Harlow judo star, Faith Pitman, along with youngsters from Witham's Southview School , Braintree's Edith Borthwick School and Thurrock's Beacon Hill were cheered on by passengers and staff as they showcased the sports of Boccia, Kurling and Polybat in the terminal. The event was organised by Stansted-based Panathlon Challenge, the airport's charity partner of the year.
"With the London 2012 Olympic Games and Paralympic Games fast approaching, what better way to maximise the sporting legacy of the Games than getting our local young people involved in sport," said Marcella M'Rabety, Stansted’s Corporate Social Responsibility Manager.
"The event created a sense of fun and excitement for both our staff and passengers, while at the same time promoting our charity partner and giving local disabled school children a great experience playing their sport in front of cheering airport passengers," added Marcella.
Seven Stansted staff volunteers – who have been trained as referees - were officiating at the event. Claire Perry, Stansted Airport's Olympic Co-ordinator, who was one of the volunteer referees, said:
"I loved every minute and have never laughed and cheered as much as this. These young athletes put their heart and soul into everything with a big smile on their face and a medal of achievement around their neck. My involvement with Panathlon Challenge has been one of my proudest and most humbling achievements of my life."

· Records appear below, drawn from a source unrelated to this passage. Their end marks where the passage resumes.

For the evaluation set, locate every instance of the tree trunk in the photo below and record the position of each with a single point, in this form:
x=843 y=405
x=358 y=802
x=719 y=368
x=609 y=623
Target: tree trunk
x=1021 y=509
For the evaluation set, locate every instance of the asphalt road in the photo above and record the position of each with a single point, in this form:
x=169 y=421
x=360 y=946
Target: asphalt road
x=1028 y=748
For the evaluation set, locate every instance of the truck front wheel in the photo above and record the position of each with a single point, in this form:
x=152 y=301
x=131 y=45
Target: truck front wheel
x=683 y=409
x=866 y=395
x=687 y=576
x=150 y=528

Essex based charity, Panathlon Challenge, is Stansted Airport’s charity partner of the year for 2012. They are the focus of the airport’s fundraising efforts throughout the year and have already staged a number of sporting events and games in the terminal.

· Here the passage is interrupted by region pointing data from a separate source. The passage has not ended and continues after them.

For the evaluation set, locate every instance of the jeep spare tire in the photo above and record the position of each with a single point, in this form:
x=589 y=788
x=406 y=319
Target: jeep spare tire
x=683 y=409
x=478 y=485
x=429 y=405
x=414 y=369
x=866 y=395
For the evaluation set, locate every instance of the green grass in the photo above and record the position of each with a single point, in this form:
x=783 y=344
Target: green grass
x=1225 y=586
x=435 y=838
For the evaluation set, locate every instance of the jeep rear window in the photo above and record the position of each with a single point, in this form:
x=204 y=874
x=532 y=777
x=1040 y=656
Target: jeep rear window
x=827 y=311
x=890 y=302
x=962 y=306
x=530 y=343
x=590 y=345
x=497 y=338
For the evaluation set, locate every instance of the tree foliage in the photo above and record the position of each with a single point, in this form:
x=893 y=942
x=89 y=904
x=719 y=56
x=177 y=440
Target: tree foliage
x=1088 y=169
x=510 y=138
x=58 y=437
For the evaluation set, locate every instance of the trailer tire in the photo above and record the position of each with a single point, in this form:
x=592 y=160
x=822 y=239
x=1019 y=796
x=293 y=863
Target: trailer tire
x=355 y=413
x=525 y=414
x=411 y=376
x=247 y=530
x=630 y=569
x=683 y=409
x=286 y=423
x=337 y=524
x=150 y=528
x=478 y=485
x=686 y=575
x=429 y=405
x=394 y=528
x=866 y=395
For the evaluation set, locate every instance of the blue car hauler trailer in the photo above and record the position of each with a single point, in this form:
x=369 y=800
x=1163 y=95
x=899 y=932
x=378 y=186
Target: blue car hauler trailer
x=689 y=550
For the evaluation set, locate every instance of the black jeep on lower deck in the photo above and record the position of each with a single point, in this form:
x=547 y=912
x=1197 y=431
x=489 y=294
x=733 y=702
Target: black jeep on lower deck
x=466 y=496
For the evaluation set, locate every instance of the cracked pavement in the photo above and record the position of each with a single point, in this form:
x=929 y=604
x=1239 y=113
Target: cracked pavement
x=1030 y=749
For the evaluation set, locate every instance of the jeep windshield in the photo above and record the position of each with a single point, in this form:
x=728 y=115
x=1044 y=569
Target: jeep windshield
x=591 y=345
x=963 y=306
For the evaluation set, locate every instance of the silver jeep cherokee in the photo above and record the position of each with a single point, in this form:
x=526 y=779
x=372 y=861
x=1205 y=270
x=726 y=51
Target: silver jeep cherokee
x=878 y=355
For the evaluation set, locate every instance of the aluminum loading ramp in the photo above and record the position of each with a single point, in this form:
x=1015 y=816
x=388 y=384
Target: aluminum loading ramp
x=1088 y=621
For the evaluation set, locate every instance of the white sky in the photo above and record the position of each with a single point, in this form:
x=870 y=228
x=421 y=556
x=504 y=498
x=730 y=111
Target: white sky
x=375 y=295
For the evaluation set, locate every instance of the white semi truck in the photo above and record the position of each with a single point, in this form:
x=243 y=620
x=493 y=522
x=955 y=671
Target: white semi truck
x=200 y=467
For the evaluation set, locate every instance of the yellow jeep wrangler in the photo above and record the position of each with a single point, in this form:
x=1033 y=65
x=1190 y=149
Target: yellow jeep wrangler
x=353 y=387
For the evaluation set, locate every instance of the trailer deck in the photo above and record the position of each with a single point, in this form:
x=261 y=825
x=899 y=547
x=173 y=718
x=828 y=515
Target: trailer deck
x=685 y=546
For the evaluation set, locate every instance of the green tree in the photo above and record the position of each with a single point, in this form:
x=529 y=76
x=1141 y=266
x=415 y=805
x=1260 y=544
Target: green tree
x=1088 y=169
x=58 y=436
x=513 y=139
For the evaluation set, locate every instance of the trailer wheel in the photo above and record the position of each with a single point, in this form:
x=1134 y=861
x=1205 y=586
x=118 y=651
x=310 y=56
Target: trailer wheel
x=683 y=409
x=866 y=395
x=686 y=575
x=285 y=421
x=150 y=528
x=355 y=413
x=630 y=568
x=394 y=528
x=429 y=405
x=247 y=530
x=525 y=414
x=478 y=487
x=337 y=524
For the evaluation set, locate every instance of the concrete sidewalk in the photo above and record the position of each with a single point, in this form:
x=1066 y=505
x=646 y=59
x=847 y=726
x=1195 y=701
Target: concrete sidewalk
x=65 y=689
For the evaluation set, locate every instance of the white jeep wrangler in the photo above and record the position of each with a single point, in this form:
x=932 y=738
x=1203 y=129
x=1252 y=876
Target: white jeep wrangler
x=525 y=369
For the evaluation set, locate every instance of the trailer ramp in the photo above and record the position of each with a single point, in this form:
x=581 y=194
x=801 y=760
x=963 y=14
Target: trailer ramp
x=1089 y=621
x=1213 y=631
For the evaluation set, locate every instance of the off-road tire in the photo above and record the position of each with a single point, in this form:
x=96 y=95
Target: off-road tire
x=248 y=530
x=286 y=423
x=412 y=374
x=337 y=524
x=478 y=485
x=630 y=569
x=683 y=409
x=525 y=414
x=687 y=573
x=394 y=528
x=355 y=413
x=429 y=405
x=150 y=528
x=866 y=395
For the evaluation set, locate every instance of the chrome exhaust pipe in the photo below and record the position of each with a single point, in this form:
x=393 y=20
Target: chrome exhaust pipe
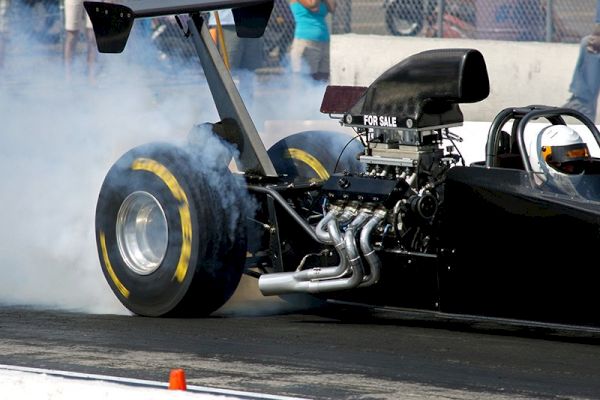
x=368 y=251
x=316 y=280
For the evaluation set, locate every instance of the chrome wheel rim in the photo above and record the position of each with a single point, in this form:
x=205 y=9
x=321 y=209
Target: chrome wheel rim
x=142 y=232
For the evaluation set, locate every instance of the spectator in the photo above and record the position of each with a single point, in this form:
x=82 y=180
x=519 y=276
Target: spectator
x=311 y=37
x=585 y=84
x=3 y=28
x=74 y=15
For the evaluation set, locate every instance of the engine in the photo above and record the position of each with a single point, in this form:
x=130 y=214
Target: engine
x=403 y=118
x=390 y=206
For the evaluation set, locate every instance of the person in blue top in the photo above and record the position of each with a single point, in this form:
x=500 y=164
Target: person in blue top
x=585 y=84
x=310 y=48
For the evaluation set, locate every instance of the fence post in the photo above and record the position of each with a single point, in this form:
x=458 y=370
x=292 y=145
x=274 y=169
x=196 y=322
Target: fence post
x=549 y=20
x=440 y=17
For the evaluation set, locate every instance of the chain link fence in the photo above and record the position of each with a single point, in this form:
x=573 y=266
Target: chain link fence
x=564 y=21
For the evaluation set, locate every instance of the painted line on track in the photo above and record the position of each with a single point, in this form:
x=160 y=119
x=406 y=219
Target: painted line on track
x=145 y=383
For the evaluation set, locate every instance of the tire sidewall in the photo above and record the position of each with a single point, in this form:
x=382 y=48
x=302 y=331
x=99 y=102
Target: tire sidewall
x=160 y=291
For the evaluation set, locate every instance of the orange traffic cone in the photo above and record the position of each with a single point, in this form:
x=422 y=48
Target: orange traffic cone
x=177 y=380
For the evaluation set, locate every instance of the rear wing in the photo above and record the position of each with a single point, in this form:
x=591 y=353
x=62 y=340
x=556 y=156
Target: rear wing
x=112 y=22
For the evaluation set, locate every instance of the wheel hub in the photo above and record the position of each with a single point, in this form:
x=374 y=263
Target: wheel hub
x=142 y=232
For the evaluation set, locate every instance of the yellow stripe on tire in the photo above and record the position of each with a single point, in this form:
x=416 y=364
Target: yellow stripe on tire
x=309 y=160
x=146 y=164
x=111 y=272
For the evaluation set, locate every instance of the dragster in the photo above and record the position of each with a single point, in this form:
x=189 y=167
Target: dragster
x=392 y=217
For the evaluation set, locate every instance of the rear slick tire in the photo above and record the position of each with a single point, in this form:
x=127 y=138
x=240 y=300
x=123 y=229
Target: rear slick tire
x=168 y=243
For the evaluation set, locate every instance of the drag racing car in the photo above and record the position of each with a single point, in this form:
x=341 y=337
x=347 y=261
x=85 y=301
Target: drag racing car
x=389 y=216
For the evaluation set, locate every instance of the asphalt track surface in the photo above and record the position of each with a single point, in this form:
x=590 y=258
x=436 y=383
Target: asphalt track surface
x=335 y=352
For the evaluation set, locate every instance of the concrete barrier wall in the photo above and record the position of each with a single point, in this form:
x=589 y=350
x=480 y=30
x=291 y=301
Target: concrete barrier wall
x=521 y=73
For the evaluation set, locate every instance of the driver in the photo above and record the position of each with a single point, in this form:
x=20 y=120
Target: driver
x=558 y=158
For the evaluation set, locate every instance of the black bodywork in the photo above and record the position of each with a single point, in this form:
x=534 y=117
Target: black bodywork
x=442 y=236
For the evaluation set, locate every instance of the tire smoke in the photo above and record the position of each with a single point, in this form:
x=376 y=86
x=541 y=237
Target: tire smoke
x=60 y=136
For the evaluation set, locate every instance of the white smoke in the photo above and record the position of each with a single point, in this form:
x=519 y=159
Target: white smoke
x=58 y=139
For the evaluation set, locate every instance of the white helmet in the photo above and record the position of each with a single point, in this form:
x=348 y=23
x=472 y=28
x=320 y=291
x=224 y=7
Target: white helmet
x=558 y=156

Ashley Iceton, Panathlon Challenge Director, said:
"It is fantastic to get the support of Stansted Airport, their staff and a local Olympic athlete for three of the special schools involved in the Panathlon Challenge. Experiences like this are a fantastic learning experience for the young disabled people involved, and likewise for the spectators and staff involved, who now have a greater appreciation for what young disabled people can achieve."